How can I express $\frac{dy}{dx}$ if I make the change of variable $x-1 = t$? If $y$ is a function of x and I make the change of variable $x-1=t$. Now what would $\frac{dy}{dx}$ equal in terms of $\frac{dy}{dt}$.
 A: I am writing this answer in a slightly different notation. Although this notation may look cumbersome at the first sight but after a while you will appreciate it as this is really the true way. Use the chain rule.

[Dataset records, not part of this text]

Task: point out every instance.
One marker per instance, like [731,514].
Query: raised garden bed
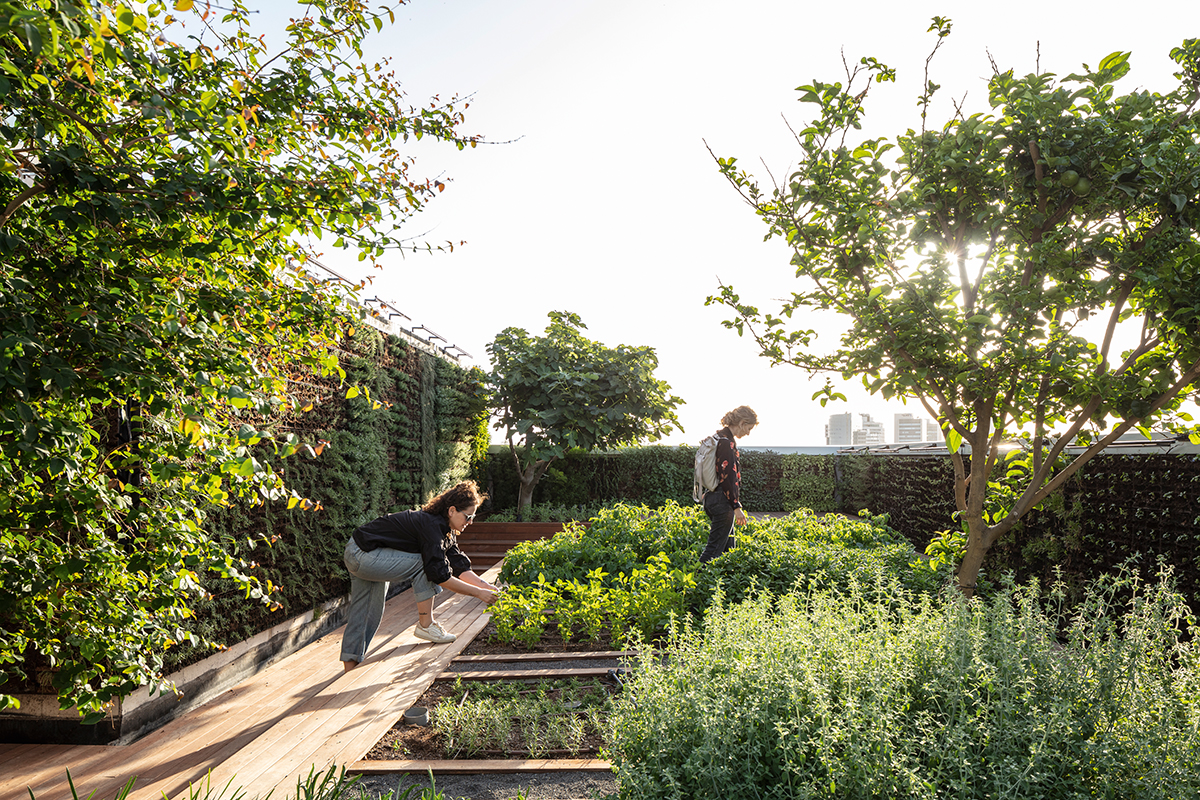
[522,698]
[504,720]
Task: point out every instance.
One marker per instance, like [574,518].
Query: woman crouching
[417,546]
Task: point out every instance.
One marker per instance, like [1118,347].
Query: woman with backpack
[417,546]
[723,504]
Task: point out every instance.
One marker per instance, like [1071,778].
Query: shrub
[828,552]
[619,539]
[886,693]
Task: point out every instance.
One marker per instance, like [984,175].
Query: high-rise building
[871,433]
[909,428]
[839,429]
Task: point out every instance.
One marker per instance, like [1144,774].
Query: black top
[417,531]
[729,473]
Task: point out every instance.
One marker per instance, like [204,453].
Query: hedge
[415,434]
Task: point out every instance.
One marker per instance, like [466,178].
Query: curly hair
[741,414]
[460,495]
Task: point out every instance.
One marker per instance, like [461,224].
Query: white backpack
[706,468]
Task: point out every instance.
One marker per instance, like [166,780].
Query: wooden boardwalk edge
[481,767]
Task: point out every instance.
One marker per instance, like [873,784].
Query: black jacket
[417,531]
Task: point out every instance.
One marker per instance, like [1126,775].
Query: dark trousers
[720,515]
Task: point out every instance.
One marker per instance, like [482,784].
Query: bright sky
[606,202]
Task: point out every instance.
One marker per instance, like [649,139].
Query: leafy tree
[155,198]
[975,260]
[562,390]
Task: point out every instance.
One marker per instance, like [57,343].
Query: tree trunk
[977,548]
[529,477]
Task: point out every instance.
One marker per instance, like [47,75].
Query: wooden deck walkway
[299,714]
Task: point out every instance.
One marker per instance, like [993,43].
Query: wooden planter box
[486,542]
[41,721]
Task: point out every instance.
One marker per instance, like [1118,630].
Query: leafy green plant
[547,512]
[965,258]
[550,715]
[883,692]
[563,391]
[159,200]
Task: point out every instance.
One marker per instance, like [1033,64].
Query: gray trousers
[720,535]
[370,575]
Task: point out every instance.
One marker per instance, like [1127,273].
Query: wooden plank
[357,717]
[187,747]
[547,656]
[477,767]
[45,767]
[259,763]
[526,674]
[279,707]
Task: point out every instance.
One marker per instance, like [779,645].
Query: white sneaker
[435,633]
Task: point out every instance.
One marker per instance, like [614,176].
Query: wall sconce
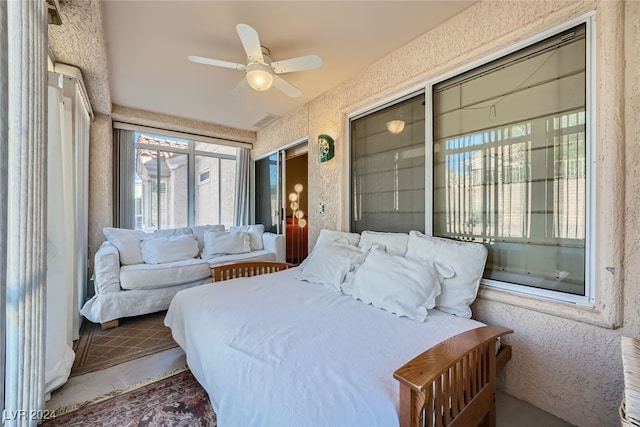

$$D\Big[f \circ g\Big]=\Big[Df\circ g\Big] \cdot Dg \tag{1}$$
In your example
\begin{align*}
g:&\mathbb{R}\to\mathbb{R} \\
&\verb!#! \to \verb!#!+1
\tag{2}
\end{align*}
and so the derivative of $g$ will be
\begin{align*}
Dg:&\mathbb{R}\to\mathbb{R} \\
&\verb!#! \to 1
\tag{3}
\end{align*}
evaluating the functional equation $(1)$ at a point $x$, we obtain
\begin{align*}
D\Big[f \circ g\Big](x) &= \Big[Df\circ g\Big](x) \cdot Dg(x) \\
&= \Big[Df\circ g\Big](x) \cdot 1 \\
&= \Big[Df\circ g\Big](x)
\tag{4}
\end{align*}
so the final result is that
$$D\Big[f \circ g\Big]=Df\circ g \tag{5}$$

The final result in the other two answers is $\frac{dy}{dx}=\frac{dy}{dt}$. The method that these answers follow is the common way that is usually taught in a calculus course. However, I believe that such a notation is totally misleading as  it does not make any difference between functions and their inputs and outputs! Also, the compositions are not expressed precisely.

A: As $x - 1= t$, hence $\frac{dt}{dx} = 1$
$$\frac{dy}{dx} = \frac{dy}{dt} \cdot \frac{dt}{dx} = \frac{dy}{dt} \cdot (1)$$
So you get $\frac{dy}{dx} = \frac{dy}{dt}$.
A: As: $x-1=t$ then $x(t)=t+1$ so $\frac{dx}{dt}=1$
Now: $$y(x(t))'=\frac{dy}{dt}=\frac{dy}{dx}\frac{dx}{dt}=\frac{dy}{dx}\times1=\frac{dy}{dx}$$
Therefore: $$\frac{dy}{dx}=\frac{dy}{dt}$$